While remote and hybrid working has been a growing trend for some years now, the Covid-19 pandemic threw things forward at a rapid pace, with the result being that some 70% of UK professionals worked in a remote capacity in those early months of 2020.

remote working law

Along with the multiple other potential issues surrounding remote working, are the associated legal concerns. It’s a relatively new situation that most employers find themselves in, making it even more important to catch up fast, to avoid any potentially negative legal repercussions. 

Situations such as the safety of your remote workers, whether your employees are overseas, and even broader requirements of childcare are all aspects that not only need to be explored, but taken into consideration when setting-up a remote working approach. We explore some of the main areas to be aware of below. 

GDPR compliance

GDPR compliance has been an area of increasing concern over the past five years or so. While most businesses had managed to achieve appliance in the workplace, with close control over the networks and computers used to share sensitive information, remote working adds multiple complications.

If each employee works from their home, then each home must be checked – a massive task in itself. When employees start working in cafes and other remote locations, it can become even more complicated. Often, it’s necessary to seek expert advice to ensure that compliance is achieved going forward.

Health and safety

There is a legal duty for employers to ensure that their employees work in conditions that are health and safety compliant at all times. This extends beyond the workplace and includes home offices.

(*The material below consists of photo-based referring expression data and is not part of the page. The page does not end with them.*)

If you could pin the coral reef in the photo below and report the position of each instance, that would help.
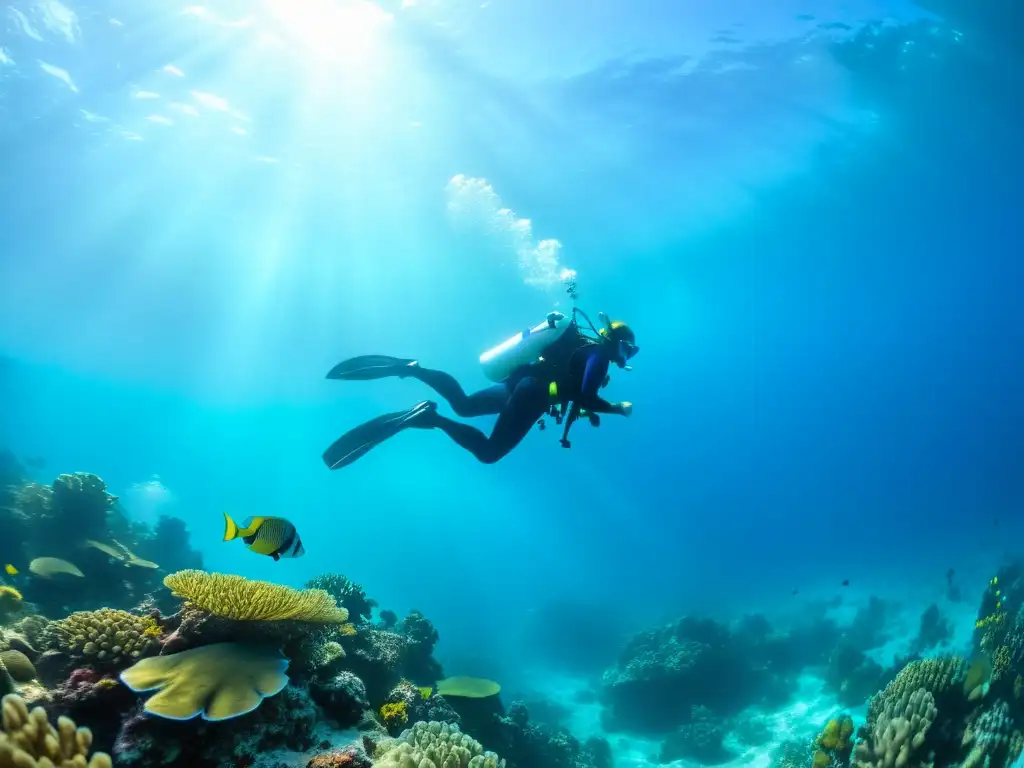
(219, 682)
(11, 603)
(663, 673)
(287, 721)
(28, 739)
(18, 666)
(434, 745)
(525, 744)
(342, 697)
(64, 521)
(105, 637)
(898, 733)
(346, 593)
(245, 600)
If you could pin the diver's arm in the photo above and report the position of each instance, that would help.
(593, 378)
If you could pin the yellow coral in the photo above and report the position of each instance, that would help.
(151, 628)
(105, 635)
(219, 681)
(828, 738)
(468, 687)
(28, 739)
(836, 735)
(245, 600)
(394, 714)
(18, 666)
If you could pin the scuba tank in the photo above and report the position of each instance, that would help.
(525, 347)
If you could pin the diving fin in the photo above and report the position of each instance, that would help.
(369, 367)
(365, 437)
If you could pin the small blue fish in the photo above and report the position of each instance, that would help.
(274, 537)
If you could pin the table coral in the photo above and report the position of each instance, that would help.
(219, 682)
(28, 739)
(288, 721)
(243, 599)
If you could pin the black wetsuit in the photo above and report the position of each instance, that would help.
(519, 400)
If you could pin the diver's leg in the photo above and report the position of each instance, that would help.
(485, 402)
(527, 403)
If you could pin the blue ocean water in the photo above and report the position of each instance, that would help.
(814, 237)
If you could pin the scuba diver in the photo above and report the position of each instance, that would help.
(555, 368)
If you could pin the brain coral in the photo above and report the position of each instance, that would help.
(434, 745)
(28, 740)
(104, 636)
(244, 600)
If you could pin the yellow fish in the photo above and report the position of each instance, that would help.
(274, 537)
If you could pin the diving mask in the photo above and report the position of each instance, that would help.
(627, 351)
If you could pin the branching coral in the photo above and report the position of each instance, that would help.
(991, 738)
(434, 745)
(938, 676)
(349, 595)
(241, 599)
(105, 636)
(29, 740)
(898, 733)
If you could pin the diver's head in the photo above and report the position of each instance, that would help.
(622, 341)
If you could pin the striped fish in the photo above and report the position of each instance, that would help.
(266, 536)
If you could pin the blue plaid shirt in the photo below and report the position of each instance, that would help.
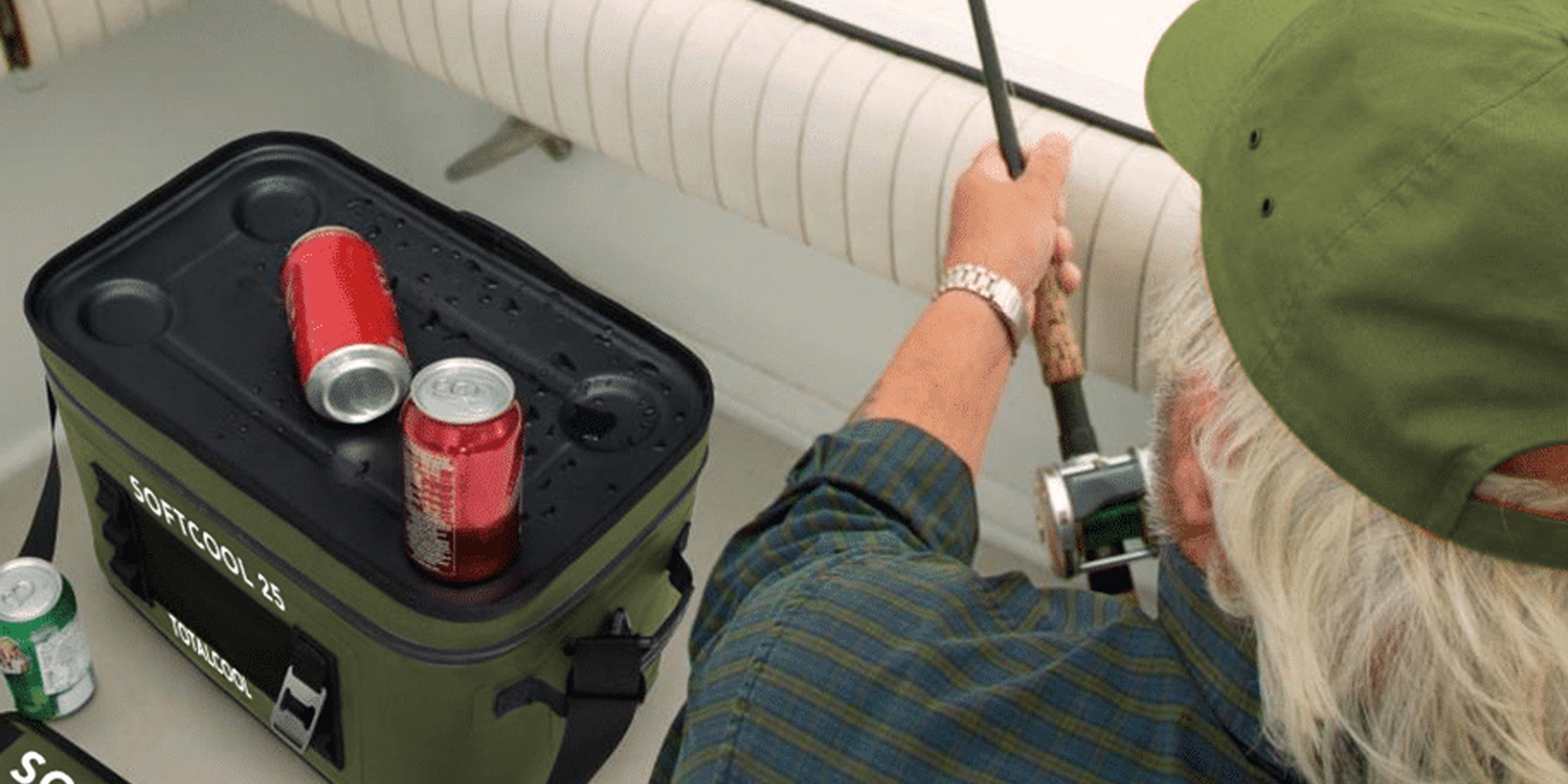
(844, 637)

Employers need to carry out regular risk assessments for each employee’s workplace, while remaining sensitive to the fact that home offices exist within a private environment. Employees do have a certain responsibility themselves, but employers need to ensure that the appropriate measures are taken, particularly with more sensitive individuals such as those with disabilities

Home office expenses

While employers can stand to make significant savings from having employees work in a remote capacity, it can be inappropriate to pass those expenses on to their employees. Some employers pay for home internet, others provide a lump sum to help set up a suitable working environment.

Whatever you decide to do, make sure that it covers your legal bases and include it in your company policy. Making it clear to potential new employees how you’ll support them in working from home may also help attract talent and improve employee retention rates.


While not always the legal responsibility of an employer, it is important to be sensitive to the childcare needs of employees. Working from home can sometimes complicate childcare arrangements, as can denying employee requests to work remotely. It’s important to avoid any potential actions that could lead to sex discrimination claims or alienate certain employees.

The legal area surrounding remote working is nuanced, and requires a sensitive approach on behalf of employers. Be prepared to adapt your practices and accommodate new requests going forward, and be sure to thoroughly research your legal responsibilities to remote employees.